Cattedrale di Santa Maria
The Cathedral of Santa Maria was originally built in the 13th century and has been renovated and refurbished several times since then, including a Baroque refurbishment in the 17th century and further changes in the 20th.
Chiesa di San Michele
This Baroque building is quite unusual: to enter it, one has to pass through an atrium and climb a set of stair. Only then, the faithful visitor will face the entrance of the Church. In the atrium there is a large pulpit named after the Emperor Charles V.
Chiesa di Sant’Anna
The Chiesa di Sant’Anna is a large building built in a Baroque style. During World War II, the church was heavily damaged and was then refurbished with extreme care. The large columns supporting the building give it a hint of neoclassical.
The Roman amphitheater in Cagliari was built in the 2nd century BC. The amphitheater was carved out the rock of a hillside and suffered much damage in the later centuries. However, the theater, or what is left of it, has been well preserved and it is now a beautiful place and an example of how the life during the Roman times must have once been.
Getting to Cagliari
Cagliari has quite a large international airport that has flights coming in from many destinations in Italy and Europe. Flights are the best way to reach Cagliari. The city is also well connected by train to all other Sardinian cities; trains are quite punctual and comfortable here. There are also frequent bus services that reach Cagliari from various cities in Sardinia. Bus stops and stations are located at different places in the city, easily connected by taxis and local bus services.

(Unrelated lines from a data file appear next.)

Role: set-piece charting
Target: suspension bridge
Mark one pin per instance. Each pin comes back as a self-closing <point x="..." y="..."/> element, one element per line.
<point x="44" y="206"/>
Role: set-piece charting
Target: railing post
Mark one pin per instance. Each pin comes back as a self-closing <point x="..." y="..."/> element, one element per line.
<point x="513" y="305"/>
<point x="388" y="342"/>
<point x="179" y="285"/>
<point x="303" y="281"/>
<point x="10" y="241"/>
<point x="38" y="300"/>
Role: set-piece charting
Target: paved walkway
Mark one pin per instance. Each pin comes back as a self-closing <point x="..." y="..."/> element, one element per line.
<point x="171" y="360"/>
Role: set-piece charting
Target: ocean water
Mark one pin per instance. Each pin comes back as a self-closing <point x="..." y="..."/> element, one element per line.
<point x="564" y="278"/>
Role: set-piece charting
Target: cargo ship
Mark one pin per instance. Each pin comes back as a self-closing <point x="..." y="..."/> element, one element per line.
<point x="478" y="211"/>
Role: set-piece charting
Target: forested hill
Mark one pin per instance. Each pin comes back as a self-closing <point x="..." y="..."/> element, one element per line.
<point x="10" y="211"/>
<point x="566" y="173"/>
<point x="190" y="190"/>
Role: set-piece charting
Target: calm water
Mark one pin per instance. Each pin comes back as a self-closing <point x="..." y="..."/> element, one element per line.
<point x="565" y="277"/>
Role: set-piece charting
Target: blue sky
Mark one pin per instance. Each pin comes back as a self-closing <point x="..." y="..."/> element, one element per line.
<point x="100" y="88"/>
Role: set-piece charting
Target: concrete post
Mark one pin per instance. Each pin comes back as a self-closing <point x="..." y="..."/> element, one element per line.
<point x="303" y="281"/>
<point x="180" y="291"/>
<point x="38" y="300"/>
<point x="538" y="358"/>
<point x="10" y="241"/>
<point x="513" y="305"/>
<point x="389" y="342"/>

Cagliari is also a portual town: ferries get here from Genoa, Rome, Naples and Palermo. Often, cruise ships also stop in the city’s port.
Moving Around Cagliari
Cagliari is a relatively large town, but moving around is very much stress-free and uncomplicated. There are around 30 bus lines covering most of the city, their service reliable and inexpensive. Cagliari also has four efficient metro lines. All in all, however, Cagliari is the perfect size to be visited by bike, which can be rented in town, or just by foot.
Stay and Accommodation
There are plenty of options for your stay in Cagliari. Along the beach, there are plenty of good resorts and world class hotels that have been attracting tourists for years. Some of the best known places to stay while in Cagliari are the Forte Village, Le Meridien Hotel, the Hotel Villa del Parco, Crucurris Resort and Stella Maris Sardinia. There are also quite a lot of good Bed & Breakfasts in the city.
Eating Out in Cagliari
Cagliari has a plethora of cafés and restaurants on offer. Most of the good restaurants are all in the old historic center, where you can enjoy local dishes, salads and pizzas. If you enjoy sea food, you will never go wrong with it in Cagliari. The same can be said about gelato: there is no bad gelato in Cagliari.
Shopping in Cagliari
Cagliari is heavenly when it comes to shopping: from high end shopping to coloful markets, Cagliari is a hot spot for all those who love to shop. Cagliari’s shopping area is located in the area comprised around Via Roma, Via Manno, Via Alghero, Via Dante and Largo Carlo Felice. With so many streets lined with beautiful shops selling everything under the sun, you would probably never want to leave Cagliari. Most of these picturesque shopping streets are punctuated here and there with eateries and cafes which makes shopping a very pleasant experience.